The teams combined for more than 1,100 yards of total offense, with Young throwing for 267 and rushing for 200 while USC QB Matt Leinart threw for 365 yards and a TD.

Most controversial finish: 2003 Fiesta Bowl

They called Ohio State the “Luckeyes” for all the close victories they had during the 2002 season — six games decided by seven points or fewer. The championship game against Miami topped the list.

With his team trailing the Hurricanes 24-17 in the first overtime, Craig Krenzel’s pass for Chris Gamble on fourth-and-3 at the Miami 5 fell incomplete in the end zone. But after a couple of long seconds, field judge Terry Porter threw a flag on Miami’s Glenn Sharpe for pass interference.

Krenzel went on to score on a 1-yard keeper before the Buckeyes won 31-24 in the second overtime.

Most controversial matchup: 2004 [LSU 21, Okla. 14]

Oklahoma was the clear-cut No. 1 throughout the 2003 season, building such a huge lead in the BCS computers that not even a 35-7 rout by Kansas State in the Big 12 title game kept the Sooners out of the Sugar Bowl.

That left 12-1 LSU and 11-1 USC to vie for the second spot, a matter not decided until Boise State’s 45-28 win over Hawaii in the final game of the regular season. USC beat Hawaii 61-32 earlier in 2003, so Hawaii’s loss added an extra 0.20 to USC’s BCS point total. In the final standings, LSU was No. 2 with a 5.99 score, while USC was at 6.15 (lowest score being best).

The result didn’t satisfy many Associated Press poll voters, who picked USC No. 1 after the Trojans beat Michigan 28-14 in the Rose Bowl. LSU was the automatic No. 1 in the USA Today coaches’ poll. It remains the only split national championship during the BCS era.

Biggest defensive TD: LSU’s Marcus Spears [2004]

The LSU defensive end was feared as a pass rusher, so Spears caught Oklahoma’s Heisman Trophy-winning quarterback Jason White unaware when he dropped back into coverage and waited in space for White to throw. When he did, Spears snared the pass and rumbled 20 yards for the touchdown and a 21-7 lead just two plays into the third quarter.

The Sooners scored a second touchdown with 11 minutes left but could come no closer, making Spears’ score hold up as the margin of the 21-14 victory.

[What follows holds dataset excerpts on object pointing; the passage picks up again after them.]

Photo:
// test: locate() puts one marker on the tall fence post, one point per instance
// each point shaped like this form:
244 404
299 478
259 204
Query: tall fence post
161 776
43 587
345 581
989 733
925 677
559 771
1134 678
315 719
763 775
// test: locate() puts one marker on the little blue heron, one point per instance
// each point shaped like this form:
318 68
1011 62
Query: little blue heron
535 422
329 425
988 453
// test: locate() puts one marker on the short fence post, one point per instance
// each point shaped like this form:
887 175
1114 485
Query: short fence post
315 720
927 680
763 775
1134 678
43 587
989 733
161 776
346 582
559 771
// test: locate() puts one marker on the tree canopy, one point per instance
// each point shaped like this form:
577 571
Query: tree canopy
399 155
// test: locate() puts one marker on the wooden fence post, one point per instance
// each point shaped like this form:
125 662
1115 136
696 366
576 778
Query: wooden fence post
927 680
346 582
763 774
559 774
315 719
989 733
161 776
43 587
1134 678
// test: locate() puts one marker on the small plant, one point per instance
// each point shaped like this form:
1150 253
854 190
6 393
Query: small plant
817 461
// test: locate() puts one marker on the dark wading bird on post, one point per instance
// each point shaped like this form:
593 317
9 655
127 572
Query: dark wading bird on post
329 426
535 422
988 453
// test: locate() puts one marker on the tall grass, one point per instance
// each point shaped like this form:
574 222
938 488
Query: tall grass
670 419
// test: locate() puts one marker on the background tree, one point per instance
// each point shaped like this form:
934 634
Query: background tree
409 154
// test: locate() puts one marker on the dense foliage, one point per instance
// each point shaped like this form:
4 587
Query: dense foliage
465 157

Best promise: Tim Tebow, Florida [2009]

Following a stunning 31-30 loss to Ole Miss earlier in the 2008 season, Tebow made a tearful postgame vow: “I promise you one thing. A lot of good will come out of this. You will never see any player in the entire country play as hard as I will play the rest of the season. You will never see someone push the rest of the team as hard as I will push everybody the rest of the season. You will never see a team play harder than we will the rest of the season.”

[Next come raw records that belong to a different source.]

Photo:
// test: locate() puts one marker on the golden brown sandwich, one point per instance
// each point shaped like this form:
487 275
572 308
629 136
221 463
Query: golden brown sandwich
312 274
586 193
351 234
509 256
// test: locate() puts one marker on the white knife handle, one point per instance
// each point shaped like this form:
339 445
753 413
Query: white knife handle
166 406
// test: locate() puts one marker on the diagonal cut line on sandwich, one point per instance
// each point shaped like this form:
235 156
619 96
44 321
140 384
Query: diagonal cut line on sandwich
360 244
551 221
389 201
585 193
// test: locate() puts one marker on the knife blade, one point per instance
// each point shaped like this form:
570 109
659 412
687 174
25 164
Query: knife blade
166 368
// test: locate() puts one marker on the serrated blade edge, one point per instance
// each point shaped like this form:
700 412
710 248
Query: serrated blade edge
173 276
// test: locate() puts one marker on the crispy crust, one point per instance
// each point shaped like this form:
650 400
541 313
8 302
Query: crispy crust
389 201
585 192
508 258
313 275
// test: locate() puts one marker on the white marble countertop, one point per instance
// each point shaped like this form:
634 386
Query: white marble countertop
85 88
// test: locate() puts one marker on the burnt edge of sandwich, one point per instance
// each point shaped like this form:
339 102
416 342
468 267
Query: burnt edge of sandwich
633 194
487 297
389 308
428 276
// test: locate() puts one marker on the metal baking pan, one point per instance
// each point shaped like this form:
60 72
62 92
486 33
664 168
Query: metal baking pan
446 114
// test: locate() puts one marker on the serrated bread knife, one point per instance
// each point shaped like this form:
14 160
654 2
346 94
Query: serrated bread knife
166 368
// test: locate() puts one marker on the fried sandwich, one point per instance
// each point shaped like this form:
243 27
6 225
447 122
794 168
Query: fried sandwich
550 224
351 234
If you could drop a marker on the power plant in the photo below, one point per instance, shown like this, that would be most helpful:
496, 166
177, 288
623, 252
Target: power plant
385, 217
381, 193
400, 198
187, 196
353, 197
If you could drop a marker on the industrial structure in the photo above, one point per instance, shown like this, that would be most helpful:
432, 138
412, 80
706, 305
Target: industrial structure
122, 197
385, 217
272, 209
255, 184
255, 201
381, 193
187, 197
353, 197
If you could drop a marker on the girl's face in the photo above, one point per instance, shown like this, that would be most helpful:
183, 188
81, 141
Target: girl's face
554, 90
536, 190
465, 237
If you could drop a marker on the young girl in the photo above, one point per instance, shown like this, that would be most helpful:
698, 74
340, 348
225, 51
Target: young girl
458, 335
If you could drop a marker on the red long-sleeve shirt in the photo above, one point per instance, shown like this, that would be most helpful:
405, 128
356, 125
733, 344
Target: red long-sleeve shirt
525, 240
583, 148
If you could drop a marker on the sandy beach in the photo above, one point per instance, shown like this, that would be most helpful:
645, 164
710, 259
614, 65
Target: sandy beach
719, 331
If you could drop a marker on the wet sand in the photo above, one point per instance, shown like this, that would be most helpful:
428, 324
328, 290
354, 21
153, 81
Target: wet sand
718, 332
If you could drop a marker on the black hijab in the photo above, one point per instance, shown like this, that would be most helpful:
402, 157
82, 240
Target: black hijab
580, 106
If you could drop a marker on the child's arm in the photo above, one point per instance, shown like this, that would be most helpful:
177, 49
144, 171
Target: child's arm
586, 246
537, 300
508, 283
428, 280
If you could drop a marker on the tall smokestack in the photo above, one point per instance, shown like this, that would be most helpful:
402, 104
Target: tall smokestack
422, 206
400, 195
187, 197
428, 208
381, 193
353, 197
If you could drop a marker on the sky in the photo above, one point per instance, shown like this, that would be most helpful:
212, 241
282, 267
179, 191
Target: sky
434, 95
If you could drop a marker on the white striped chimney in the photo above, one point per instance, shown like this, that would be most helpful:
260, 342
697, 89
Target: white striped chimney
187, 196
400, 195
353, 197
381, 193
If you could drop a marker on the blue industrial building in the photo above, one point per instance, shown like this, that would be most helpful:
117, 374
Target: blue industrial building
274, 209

Tebow’s words were hardly like Joe Namath’s guarantee that the New York Jets would win Super Bowl III, but they were prophetic. The Gators didn’t lose again, taking the measure of an unbeaten Alabama team in the 2008 SEC Championship Game before turning back Oklahoma for the BCS title in Miami, Florida’s second in three years.